ハドソン・ノンストップはゲートでクレジットカードを差し込んで入店する。店内にある端末でメールアドレスなどを登録しておけばレシートを送信してくれる(筆者撮影)

 アマゾンの自動決済システムを導入したハドソン・ノンストップは、ロサンゼルス国際空港ターミナル3にあります。デルタ航空のターミナルの中央に位置しているハドソン・ノンストップはガラス張りのポップアップ型。営業時間は早朝4時〜深夜0時。

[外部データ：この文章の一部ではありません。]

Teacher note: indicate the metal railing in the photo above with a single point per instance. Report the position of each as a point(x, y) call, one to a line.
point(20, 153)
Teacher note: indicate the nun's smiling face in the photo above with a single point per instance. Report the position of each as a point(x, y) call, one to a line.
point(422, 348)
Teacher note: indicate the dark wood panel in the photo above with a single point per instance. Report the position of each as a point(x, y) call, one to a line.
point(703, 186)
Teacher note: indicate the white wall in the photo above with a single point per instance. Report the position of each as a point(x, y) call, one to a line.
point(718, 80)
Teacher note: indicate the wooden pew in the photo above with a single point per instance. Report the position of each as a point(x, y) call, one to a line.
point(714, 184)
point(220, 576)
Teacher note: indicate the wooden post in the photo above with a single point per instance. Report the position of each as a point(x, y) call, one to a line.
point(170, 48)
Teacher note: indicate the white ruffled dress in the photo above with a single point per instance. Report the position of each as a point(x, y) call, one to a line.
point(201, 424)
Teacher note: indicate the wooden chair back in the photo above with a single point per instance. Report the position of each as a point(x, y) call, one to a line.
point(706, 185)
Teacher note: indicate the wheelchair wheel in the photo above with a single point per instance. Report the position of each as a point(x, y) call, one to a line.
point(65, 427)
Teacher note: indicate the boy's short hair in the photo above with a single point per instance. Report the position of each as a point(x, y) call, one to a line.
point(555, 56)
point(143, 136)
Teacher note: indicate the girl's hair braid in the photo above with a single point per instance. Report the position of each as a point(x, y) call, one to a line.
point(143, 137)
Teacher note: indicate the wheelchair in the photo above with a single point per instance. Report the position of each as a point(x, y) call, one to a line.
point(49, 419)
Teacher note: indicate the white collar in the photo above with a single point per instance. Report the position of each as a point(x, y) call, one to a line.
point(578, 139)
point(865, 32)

 10坪もない店舗の品ぞろえはサンドイッチやラップなどの軽食に飲み物、キャンディやスナック、風邪薬、さらに機内で快適に過ごすためのグッズや小型電化製品、アクセサリーなどがあります。ハドソン・ノンストップの入店はゲートでクレジットカードを差し込んで入ります。

 空港に設置された、ジャスト・ウォークアウトを導入した売店には、大きな課題も見えました。それは、スタッフが多すぎることです。

ロサンゼルス国際空港ターミナル3にあるレジなし売店「ハドソン・ノンストップ」。革新的な店舗のため来店客に説明するスタッフが3人もいた(筆者撮影)

 日本ではレジなし店舗を「無人店」と表現するメディアもありますが、レジがなくても決して無人にはなりません。なぜなら、革新的な店舗だからこそ、案内にスタッフが必要となるためです。

 筆者が見た際、入り口付近で説明を行う専任スタッフは3人もいました。ハドソン・ノンストップがある場所はターミナルでも極めて往来が激しい通りにあります。

 国内の旅行者の多くはジャスト・ウォークアウトを見慣れていない地方出身者であり、さらに海外からの旅行者も少なくありません。したがって店に入る際、ゲートを開けるのにクレジットカードが必要となるなど、多くのツーリストが入店に戸惑うことになるのです。